It’s a riddle that has troubled learned logicians, the literati, imaginative children and adventuring psychonauts since Alice’s first documented excursion in 1865, and as it was posed by a hatter with a mind muddled by mercury, it’s not surprising that an adequate solution never quite materialised.
Upon publication of the hatter’s riddle curiosity was certainly piqued, and over several decades the author received scores of letters about it.
Eventually, pressured by interminable enquiries, Carroll offered his readers a tentative solution:
Because it can produce few notes, tho they are very flat; and it is never put with the wrong end in front!

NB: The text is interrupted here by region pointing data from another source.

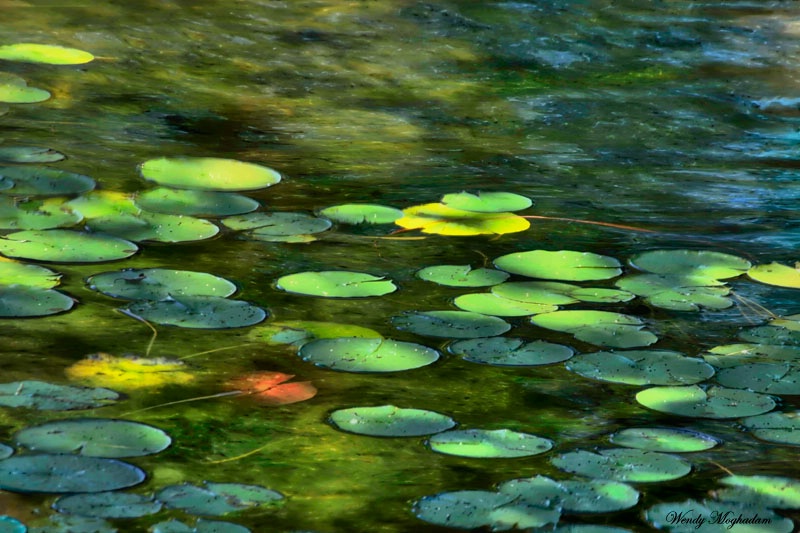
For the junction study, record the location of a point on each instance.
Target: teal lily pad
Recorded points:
(159, 284)
(351, 354)
(336, 284)
(482, 443)
(508, 351)
(94, 437)
(565, 265)
(65, 246)
(60, 473)
(390, 421)
(455, 324)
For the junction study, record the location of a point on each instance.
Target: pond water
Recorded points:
(674, 123)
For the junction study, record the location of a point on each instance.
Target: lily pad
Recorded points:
(159, 284)
(508, 351)
(481, 443)
(367, 355)
(208, 174)
(59, 473)
(697, 402)
(65, 246)
(390, 421)
(199, 312)
(454, 324)
(563, 265)
(336, 284)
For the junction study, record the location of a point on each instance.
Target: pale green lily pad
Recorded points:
(507, 351)
(670, 440)
(455, 324)
(462, 276)
(602, 328)
(195, 203)
(714, 402)
(336, 284)
(94, 437)
(198, 312)
(44, 53)
(487, 202)
(51, 397)
(208, 174)
(351, 354)
(361, 214)
(159, 284)
(641, 367)
(481, 443)
(64, 473)
(390, 421)
(624, 464)
(698, 263)
(564, 265)
(65, 246)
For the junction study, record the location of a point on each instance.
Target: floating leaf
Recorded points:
(390, 421)
(208, 174)
(367, 355)
(455, 324)
(507, 351)
(563, 265)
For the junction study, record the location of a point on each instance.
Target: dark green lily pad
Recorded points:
(198, 312)
(65, 246)
(390, 421)
(159, 284)
(58, 473)
(481, 443)
(623, 464)
(641, 367)
(95, 437)
(697, 402)
(367, 355)
(455, 324)
(107, 505)
(336, 284)
(52, 397)
(508, 351)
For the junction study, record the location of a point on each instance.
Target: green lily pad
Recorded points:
(107, 505)
(390, 421)
(51, 397)
(693, 263)
(195, 203)
(95, 437)
(336, 284)
(641, 367)
(44, 53)
(455, 324)
(208, 174)
(367, 355)
(198, 312)
(15, 90)
(65, 246)
(58, 473)
(159, 284)
(602, 328)
(508, 351)
(697, 402)
(481, 443)
(462, 276)
(623, 464)
(563, 265)
(670, 440)
(487, 202)
(361, 214)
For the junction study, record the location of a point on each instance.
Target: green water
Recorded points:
(679, 117)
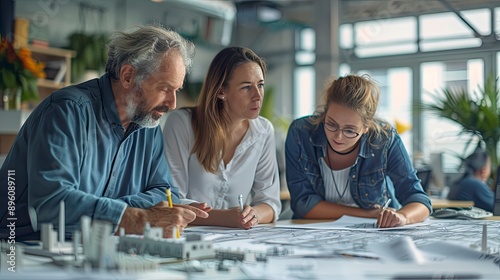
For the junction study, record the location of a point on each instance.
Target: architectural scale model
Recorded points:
(152, 243)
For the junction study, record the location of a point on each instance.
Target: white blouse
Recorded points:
(252, 172)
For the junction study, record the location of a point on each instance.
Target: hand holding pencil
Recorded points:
(164, 214)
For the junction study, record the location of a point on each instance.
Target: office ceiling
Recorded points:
(362, 10)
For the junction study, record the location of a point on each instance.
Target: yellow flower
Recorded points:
(19, 70)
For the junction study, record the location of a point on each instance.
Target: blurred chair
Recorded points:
(424, 174)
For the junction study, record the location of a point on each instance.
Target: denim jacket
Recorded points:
(381, 171)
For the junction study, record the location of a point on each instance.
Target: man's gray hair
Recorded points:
(144, 49)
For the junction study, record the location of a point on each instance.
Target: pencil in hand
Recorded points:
(171, 205)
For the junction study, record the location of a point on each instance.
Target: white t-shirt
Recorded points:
(336, 183)
(252, 172)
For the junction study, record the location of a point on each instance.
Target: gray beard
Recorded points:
(137, 113)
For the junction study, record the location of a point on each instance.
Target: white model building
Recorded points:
(152, 243)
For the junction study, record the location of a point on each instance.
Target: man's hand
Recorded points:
(160, 215)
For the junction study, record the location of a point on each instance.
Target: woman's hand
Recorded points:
(390, 218)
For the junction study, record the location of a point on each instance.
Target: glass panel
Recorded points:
(449, 25)
(386, 31)
(303, 57)
(346, 36)
(442, 135)
(307, 39)
(304, 91)
(497, 21)
(386, 50)
(450, 44)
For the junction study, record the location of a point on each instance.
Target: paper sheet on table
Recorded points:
(291, 268)
(345, 222)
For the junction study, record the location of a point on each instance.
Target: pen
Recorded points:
(171, 205)
(386, 204)
(240, 201)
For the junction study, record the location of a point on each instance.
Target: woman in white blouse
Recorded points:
(222, 147)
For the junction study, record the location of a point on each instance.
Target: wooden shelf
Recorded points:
(50, 84)
(51, 52)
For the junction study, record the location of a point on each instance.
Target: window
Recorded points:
(441, 135)
(395, 104)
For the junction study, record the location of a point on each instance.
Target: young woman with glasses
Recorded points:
(344, 160)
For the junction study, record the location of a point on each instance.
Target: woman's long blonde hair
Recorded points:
(360, 94)
(209, 119)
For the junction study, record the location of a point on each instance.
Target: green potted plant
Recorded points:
(18, 75)
(478, 114)
(91, 53)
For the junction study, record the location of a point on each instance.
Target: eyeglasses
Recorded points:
(348, 133)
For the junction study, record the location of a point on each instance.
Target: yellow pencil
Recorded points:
(169, 198)
(171, 205)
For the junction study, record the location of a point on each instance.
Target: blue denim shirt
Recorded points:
(73, 147)
(380, 171)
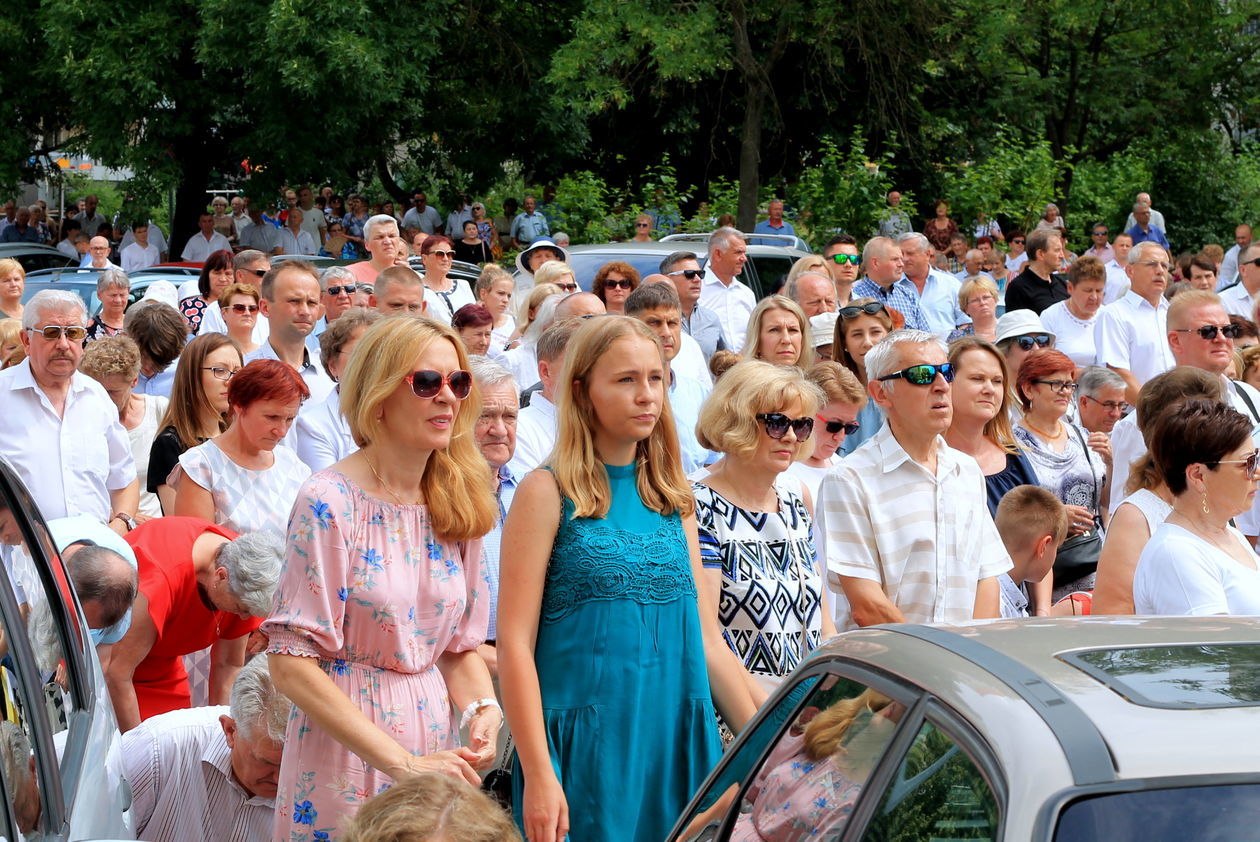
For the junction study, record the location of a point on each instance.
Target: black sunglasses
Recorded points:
(778, 422)
(922, 374)
(836, 426)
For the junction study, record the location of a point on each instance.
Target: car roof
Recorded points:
(985, 671)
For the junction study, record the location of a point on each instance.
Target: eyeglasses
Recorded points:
(853, 311)
(1250, 464)
(427, 383)
(778, 422)
(1038, 339)
(836, 426)
(1211, 330)
(1059, 386)
(221, 373)
(53, 332)
(924, 373)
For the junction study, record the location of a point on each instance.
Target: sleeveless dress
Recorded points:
(621, 671)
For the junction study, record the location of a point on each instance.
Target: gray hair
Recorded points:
(112, 277)
(723, 237)
(253, 562)
(52, 301)
(880, 361)
(486, 372)
(1095, 378)
(255, 702)
(379, 219)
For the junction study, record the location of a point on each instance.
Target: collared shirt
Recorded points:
(901, 296)
(321, 435)
(704, 328)
(179, 768)
(311, 372)
(199, 248)
(1132, 334)
(69, 463)
(536, 435)
(732, 304)
(926, 538)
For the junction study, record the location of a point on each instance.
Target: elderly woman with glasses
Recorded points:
(444, 294)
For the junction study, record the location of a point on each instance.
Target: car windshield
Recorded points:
(1225, 812)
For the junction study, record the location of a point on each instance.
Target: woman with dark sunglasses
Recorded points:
(755, 524)
(381, 604)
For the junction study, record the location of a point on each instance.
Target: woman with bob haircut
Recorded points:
(1196, 564)
(382, 601)
(605, 628)
(240, 478)
(761, 417)
(779, 333)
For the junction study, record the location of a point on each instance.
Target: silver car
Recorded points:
(1074, 729)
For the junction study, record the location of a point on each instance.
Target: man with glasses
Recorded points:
(881, 562)
(683, 270)
(59, 429)
(1132, 334)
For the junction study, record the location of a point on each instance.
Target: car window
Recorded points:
(936, 793)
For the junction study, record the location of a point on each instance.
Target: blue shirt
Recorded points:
(901, 296)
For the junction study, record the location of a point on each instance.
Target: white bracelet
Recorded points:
(475, 707)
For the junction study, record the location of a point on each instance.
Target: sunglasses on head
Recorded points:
(427, 383)
(778, 422)
(853, 311)
(836, 426)
(922, 374)
(1038, 339)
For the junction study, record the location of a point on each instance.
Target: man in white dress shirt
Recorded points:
(722, 293)
(59, 429)
(208, 773)
(204, 242)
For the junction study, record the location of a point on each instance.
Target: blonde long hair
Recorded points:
(456, 480)
(576, 465)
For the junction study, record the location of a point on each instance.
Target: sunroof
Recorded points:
(1221, 674)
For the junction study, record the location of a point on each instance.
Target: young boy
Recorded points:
(1032, 523)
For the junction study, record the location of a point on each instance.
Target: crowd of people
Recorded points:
(367, 516)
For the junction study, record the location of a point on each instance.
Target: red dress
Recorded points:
(164, 553)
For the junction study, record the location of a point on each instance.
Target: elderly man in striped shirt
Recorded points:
(902, 519)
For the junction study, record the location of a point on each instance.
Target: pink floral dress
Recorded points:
(377, 598)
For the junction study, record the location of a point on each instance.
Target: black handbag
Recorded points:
(1079, 556)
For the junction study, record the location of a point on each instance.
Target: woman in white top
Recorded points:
(115, 363)
(1148, 499)
(240, 478)
(1196, 564)
(1072, 322)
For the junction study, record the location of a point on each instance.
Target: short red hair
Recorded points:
(266, 380)
(1040, 366)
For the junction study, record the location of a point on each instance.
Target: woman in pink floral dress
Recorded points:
(382, 601)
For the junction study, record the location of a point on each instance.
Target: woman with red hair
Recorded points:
(240, 478)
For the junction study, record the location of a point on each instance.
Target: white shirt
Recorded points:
(929, 540)
(199, 248)
(1181, 574)
(1072, 334)
(732, 304)
(320, 435)
(1132, 334)
(179, 768)
(71, 463)
(136, 256)
(536, 435)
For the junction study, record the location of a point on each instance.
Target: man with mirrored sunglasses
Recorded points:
(904, 521)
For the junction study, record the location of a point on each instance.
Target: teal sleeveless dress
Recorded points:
(621, 668)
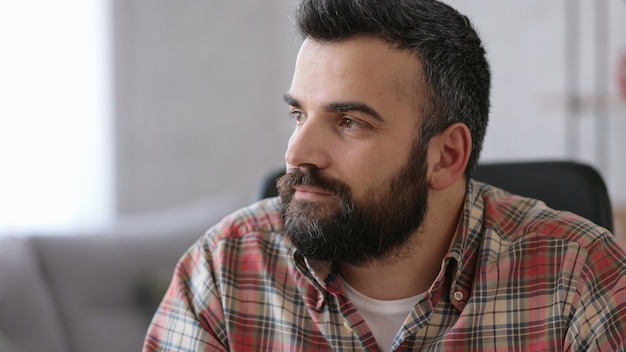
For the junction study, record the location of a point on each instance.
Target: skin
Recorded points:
(357, 115)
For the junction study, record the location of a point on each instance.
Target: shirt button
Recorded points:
(458, 295)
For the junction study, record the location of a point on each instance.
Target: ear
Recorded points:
(448, 153)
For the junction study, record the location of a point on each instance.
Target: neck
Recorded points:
(412, 269)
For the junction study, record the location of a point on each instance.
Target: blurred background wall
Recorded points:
(195, 94)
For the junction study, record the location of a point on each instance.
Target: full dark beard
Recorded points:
(350, 231)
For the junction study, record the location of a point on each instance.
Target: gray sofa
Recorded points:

Which certainly sounds like Carroll, but why does it fail to satisfy? One suspects that the reading public longs for a more profound resolution.
Some decades later, and somewhat too concisely, an American puzzle maker solved the riddle with an observation:
Poe wrote on both.
More recently, literary scholar Martin Gardner shared an answer sent him by a reader that certainly succeeds through quick-fire assonance and visual poetry:
both have quills dipped in ink.
In point of fact, the Hatter’s riddle simply has no definitive answer.
Of course, the riddle in a literal sense is little more than two nouns thrown together, but together don’t their associations mingle and combine to draw us into the slippery logic of a dream: ravens, black feathers, dark thoughts, unhindered flight, writing desks, ink pots, quills, and both written and unwritten words.
As is often the case the journey is richer in the absence of a destination.